Programming Tools Group

Research Meetings (Hilary Term 2001)

Topics for Hilary 2001, and before, include:

15 Jan: K. Rustan M. Leino (Compaq SRC) Houdini, an annotation assistant for ESC/Java

ESC/Java is a static program checker for Java, powered by a detailed semantics engine and an automatic theorem prover. It performs modular checking and relies on the programmer to supply light-weight specifications. Houdini is a programming tool built on top of ESC/Java. By inferring many properties of the program, it can be useful as a program checker even in the absence of programmer-supplied specifications.

This talk gives an overview of Houdini and reports on some initial experience with it. (Joint work with Cormac Flanagan.)

22 Jan: Yorck Hunke Dependent Types

Yorck presented some papers on Dependent ML (DML), an extension of ML with a restricted form of dependent types where type checking remains decidable. Types in DML can depend on index objects drawn from a constraint domain, typically natural numbers, and type checking is reduced to constraint satisfaction over linear inequalities. Example DML programs include: array bound check elimination, dead code elimination, capturing invariants of datatypes such as red/black trees.

29 Jan: Kevin Backhouse The Circularity Test for Higher Order Attribute Grammars

Last term, Kevin did some work on the circularity test for traditional attribute grammars. He has found a clean way of specifying and proving the correctness of the algorithm. In today's talk, Kevin gave the group an overview of his proof. He then discussed how the result might be extended to higher order attribute grammars. Higher order AGs are more complicated than standard AGs, because there is no longer a clear distinction between attributes and trees. The circularity test for higher order AGs has to be conservative, because otherwise we cannot guarantee that it will terminate. This is still work in progress, but the group were able to give a lot of useful feedback. Hopefully we will eventually be able to extend the circularity test to cover Eric's IP model.
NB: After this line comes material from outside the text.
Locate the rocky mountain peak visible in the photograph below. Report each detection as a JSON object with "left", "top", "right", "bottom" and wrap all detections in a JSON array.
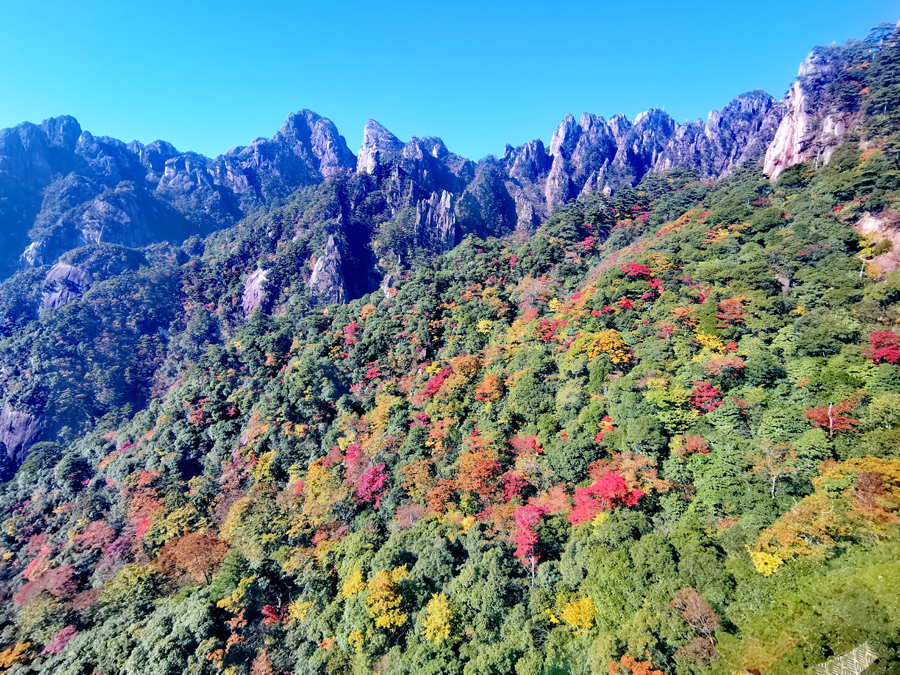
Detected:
[{"left": 357, "top": 120, "right": 403, "bottom": 174}]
5 Feb: Research Group Intentional programming: an overview

The group discussed a draft of Oege's lecture for the British Computer Society, resulting in the final text shown here.

12 Feb: Ganesh Sittampalam Incremental Evaluation

Ganesh went through the results of some discussions between Jens-Peter Secher, Oege and himself on how the results of term rewriting could be reused after a small edit to the original term. The conclusions were that we should use a DAG representation to represent sharing not only within a particular term but also the entire rewrite sequence. Maintaining a pointer for each node of the DAG to the first rewrite that makes direct use of that node would allow reuse of at least initial chains of rewrites that were unaffected by the edit.

19 Feb: Research Group A formal model of R5

The group discussed a draft by Eric, Oege and Ganesh of a paper that describes in detail how the IP reduction engine (known as R5) can be modelled as a Haskell program. We identified two major problems with R5 that are solved by the model: copying of subtrees, and the precise meaning of rollback (for dealing with circular attribute dependencies).

26 Feb: David Lacey Binary Decision Diagrams

David showed how you can represent relations over finite domains as BDDs. This can be extended to non-finite domains by adding constraints over the BDD. This method is used in the extended model checker in David's rewrite system.

5 March: Oege de Moor Encoding rewriting transformations in higher-order attribute grammars

We described a general method of encoding a set of rewrite rules as attribution functions in a higher-order attribute grammar. The method is inspired by the Hoffmann-O'Donnell algorithm for matching a large set of patterns against a tree.

12 March: Eric Van Wyk Program analysis and transformation via model checking

Eric gave parts of his talk "Program analysis and transformation via model checking" and we discussed what examples where most interesting and the best methods for presenting them to an audience.